#### Abstract

Due to the strong nonlinearity and transition dynamics between different operating points of the high purity distillation column process, it is difficult to use a single model for modeling such a process. Therefore, the multiple model based approach is introduced for modeling the high purity distillation column plant under the framework of the expectation maximization (EM) algorithm. In this paper, autoregressive exogenous (ARX) models are adopted to construct the local models of this chemical process at different operating points, and the EM algorithm is used for identification of local models as well as the probability that each local model takes effect. The global model is obtained by aggregating the local models using an exponential weighting function. Finally, the simulation performed on the high purity distillation column demonstrates the effectiveness of the proposed method.

#### 1. Introduction

The increasing complexity of the process control systems poses a great challenge for process modeling and parameter identification and control. In practice, most of the industrial processes show a strong nonlinearity and a dynamic nature. Therefore, it is of interest for both academic researchers and industrial practitioners to study how to model these systems and to achieve satisfactory or even optimal control performance. Linear modeling technologies have been quite sophisticated after decades of development; however, due to the inborn nonlinearity of some production processes, the performance of single linear model based controllers or optimizers may be compromised or even unsatisfactory [1]. To overcome the limitations imposed by the nonlinearity of the process, various strategies have been developed for nonlinear process modeling. Some of the popular modeling approaches have been proposed and applied in industrial processes, such as artificial neural networks [2, 3], support vector regression and its extension least squares support vector regression [4], Gaussian process regression [5], and hybrid methods [6]. The obvious feature of these methods is that they do not need any prior knowledge about the system. However, these methods do not always capture the process dynamics well and may lose validity when the system transits among a large range of operation.

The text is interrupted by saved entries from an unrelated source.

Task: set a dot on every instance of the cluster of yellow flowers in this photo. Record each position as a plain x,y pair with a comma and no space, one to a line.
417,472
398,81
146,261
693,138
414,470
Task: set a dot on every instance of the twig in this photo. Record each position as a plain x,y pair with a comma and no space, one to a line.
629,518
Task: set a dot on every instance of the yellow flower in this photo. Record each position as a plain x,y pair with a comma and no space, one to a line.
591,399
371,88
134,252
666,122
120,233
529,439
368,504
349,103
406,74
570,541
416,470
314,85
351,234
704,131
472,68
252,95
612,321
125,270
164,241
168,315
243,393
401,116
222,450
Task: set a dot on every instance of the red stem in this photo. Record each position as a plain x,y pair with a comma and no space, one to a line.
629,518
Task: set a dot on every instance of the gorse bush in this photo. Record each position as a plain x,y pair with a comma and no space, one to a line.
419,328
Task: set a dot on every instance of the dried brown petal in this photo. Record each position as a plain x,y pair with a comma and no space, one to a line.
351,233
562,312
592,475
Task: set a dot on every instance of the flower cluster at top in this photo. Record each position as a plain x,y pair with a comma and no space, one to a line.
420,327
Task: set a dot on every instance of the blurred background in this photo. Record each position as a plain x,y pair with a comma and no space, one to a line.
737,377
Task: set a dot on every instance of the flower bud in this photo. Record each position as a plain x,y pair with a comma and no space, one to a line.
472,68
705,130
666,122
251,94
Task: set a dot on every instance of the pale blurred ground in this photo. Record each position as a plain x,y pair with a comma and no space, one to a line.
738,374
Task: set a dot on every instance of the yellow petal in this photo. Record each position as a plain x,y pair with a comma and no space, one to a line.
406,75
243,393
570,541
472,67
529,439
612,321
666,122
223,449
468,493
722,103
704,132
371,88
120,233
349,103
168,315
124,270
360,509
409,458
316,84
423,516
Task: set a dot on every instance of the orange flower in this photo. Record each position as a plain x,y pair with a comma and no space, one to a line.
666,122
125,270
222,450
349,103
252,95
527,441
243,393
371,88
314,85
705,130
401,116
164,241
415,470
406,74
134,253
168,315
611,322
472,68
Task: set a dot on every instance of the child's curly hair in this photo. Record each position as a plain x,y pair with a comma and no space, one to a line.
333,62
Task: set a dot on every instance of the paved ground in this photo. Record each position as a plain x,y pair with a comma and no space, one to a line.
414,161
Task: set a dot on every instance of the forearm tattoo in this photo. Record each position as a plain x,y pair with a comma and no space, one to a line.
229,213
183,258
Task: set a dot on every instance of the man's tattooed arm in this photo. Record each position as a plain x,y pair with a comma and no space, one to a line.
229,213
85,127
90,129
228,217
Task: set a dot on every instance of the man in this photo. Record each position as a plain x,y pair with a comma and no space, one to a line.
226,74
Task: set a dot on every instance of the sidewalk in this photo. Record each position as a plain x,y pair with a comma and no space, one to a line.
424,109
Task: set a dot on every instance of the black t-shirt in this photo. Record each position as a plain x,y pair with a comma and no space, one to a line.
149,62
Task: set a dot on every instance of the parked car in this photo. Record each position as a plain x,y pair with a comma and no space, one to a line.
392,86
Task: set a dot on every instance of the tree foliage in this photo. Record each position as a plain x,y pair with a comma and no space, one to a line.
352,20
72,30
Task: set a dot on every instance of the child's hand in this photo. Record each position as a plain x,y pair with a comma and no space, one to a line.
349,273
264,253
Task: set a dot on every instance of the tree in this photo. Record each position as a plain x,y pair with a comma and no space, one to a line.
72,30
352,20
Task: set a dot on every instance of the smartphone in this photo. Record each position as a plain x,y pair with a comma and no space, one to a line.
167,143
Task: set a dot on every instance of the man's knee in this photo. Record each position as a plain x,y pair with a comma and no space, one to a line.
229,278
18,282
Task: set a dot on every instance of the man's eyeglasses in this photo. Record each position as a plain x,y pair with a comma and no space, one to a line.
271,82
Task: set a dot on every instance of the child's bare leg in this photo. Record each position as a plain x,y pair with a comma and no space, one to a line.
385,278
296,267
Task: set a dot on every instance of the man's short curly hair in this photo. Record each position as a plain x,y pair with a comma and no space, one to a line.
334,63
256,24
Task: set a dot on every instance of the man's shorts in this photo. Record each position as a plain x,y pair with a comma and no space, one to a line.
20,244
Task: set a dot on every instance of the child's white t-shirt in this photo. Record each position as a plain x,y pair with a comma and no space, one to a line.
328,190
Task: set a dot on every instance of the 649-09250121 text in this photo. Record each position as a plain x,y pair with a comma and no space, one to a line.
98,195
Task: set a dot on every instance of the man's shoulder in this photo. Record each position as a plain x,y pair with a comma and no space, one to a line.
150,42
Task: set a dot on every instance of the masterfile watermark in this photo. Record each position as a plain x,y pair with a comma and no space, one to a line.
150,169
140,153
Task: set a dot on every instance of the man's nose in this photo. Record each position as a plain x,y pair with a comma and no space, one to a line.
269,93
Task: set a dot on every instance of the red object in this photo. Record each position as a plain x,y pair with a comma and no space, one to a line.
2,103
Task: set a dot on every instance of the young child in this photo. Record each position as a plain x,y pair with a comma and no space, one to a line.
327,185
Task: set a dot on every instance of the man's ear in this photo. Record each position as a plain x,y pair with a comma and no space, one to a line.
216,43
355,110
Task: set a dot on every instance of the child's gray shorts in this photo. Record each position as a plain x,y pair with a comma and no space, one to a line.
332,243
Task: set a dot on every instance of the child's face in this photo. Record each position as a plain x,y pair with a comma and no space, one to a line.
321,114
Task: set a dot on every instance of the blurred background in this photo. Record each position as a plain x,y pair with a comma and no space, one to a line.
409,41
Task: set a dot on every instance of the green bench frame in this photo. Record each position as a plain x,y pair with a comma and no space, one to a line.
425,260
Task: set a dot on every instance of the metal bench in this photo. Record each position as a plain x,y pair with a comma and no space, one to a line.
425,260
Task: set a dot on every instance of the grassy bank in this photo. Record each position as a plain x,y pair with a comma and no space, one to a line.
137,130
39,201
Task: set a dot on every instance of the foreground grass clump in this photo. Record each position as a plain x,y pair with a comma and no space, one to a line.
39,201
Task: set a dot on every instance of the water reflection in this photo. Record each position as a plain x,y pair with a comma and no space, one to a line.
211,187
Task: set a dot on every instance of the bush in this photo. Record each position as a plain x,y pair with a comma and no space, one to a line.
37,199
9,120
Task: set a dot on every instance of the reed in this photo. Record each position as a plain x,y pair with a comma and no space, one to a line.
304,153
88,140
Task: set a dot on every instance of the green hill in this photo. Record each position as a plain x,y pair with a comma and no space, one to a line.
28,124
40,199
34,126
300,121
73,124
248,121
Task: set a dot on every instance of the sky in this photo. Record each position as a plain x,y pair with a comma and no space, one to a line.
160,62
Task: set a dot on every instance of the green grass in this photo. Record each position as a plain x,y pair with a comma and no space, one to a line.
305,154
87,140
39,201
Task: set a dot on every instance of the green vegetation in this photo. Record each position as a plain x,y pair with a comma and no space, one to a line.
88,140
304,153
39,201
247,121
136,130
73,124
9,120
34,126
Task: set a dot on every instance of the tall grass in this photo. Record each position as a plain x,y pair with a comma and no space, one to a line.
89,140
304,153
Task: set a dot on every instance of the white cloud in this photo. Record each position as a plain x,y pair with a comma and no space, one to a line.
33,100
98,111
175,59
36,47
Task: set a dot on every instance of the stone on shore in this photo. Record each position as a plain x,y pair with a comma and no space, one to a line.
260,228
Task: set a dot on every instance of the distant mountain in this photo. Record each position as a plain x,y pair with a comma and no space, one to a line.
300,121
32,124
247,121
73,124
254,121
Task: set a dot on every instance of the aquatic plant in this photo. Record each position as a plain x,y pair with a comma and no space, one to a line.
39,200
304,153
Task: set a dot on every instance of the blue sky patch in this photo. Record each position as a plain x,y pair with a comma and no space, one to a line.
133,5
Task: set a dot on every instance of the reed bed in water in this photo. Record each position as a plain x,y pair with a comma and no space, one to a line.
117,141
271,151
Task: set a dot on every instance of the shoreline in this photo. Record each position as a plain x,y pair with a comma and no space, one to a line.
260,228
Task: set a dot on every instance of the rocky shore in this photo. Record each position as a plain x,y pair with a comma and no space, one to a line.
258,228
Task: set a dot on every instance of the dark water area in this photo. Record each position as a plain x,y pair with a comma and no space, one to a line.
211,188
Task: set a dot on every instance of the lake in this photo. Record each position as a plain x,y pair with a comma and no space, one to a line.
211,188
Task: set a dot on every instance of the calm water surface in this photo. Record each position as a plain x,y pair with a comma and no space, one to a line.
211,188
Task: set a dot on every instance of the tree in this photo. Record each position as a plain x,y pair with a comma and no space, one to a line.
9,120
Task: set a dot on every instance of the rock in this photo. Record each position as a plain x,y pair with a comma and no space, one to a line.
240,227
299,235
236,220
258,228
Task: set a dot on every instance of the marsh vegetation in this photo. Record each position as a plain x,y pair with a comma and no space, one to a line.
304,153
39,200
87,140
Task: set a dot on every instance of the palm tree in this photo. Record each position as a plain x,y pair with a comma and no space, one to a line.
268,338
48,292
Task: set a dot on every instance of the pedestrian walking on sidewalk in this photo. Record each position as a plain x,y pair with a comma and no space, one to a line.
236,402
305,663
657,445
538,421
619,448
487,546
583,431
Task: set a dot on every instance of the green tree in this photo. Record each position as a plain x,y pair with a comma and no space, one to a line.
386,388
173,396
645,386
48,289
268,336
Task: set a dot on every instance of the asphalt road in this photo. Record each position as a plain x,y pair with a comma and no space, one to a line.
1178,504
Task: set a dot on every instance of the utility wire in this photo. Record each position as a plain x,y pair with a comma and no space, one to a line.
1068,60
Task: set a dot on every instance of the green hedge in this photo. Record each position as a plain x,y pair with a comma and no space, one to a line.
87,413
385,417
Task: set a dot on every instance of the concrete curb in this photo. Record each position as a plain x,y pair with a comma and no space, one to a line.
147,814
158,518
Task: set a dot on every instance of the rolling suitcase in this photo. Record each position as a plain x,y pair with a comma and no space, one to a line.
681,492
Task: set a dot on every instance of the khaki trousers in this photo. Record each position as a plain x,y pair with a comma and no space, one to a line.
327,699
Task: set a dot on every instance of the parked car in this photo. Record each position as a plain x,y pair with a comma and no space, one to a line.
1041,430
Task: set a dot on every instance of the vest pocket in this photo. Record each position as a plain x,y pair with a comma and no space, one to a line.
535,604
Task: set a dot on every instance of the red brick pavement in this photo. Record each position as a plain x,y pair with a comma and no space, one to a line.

The multiple model approach is a good compromise which produces complex models or controllers by piecing a number of simpler subsystems together. Some multiple modeling strategies and applications have been investigated because they are able to represent complex nonlinear processes using the linearization technique [7]. The terminology of linear parameter varying (LPV) modeling method, which is featured by its linear structure and varying model parameters, was introduced by Shamma and Athans [8, 9]. The work on identification of multimodel LPV models can be found in much literature. For example, Zhu and Xu proposed an LPV model based on blended linear models and added weights at the input side [10, 11]. The identification of LPV models in an input-output setting with Box-Jenkins (BJ) model structure was addressed by Zhao et al. and prediction error method was employed for parameter interpolation [12]. Huang et al. studied the work of the multiple LPV model identification using several weighting functions with two scheduling variables [13]. The multiple model based recursive least square parameter identification was illustrated by Chen and Liu [14]. Jin et al. proposed a multiple model LPV approach for nonlinear systems under the framework of the expectation maximization (EM) algorithm [15]. It is an important step on LPV identification in which the model identity is treated as the missing variable in the EM scheme. Based on the EM algorithm, the local models are synthesized with process data to obtain a global model for approximating a nonlinear process. Deng and Huang extended the identification method to nonlinear parameter varying systems in which the local model takes the form of state space equation. The identification problem is solved by using the particle filter based on EM algorithm [16]. The efficiency is illustrated on numerical examples and a pilot-scale hybrid water tank. Chen et al. continued to study the uncertain scheduling variable problem in multiple model based nonlinear identification. Both the linear and the nonlinear dynamics of scheduling variables are taken into account [17].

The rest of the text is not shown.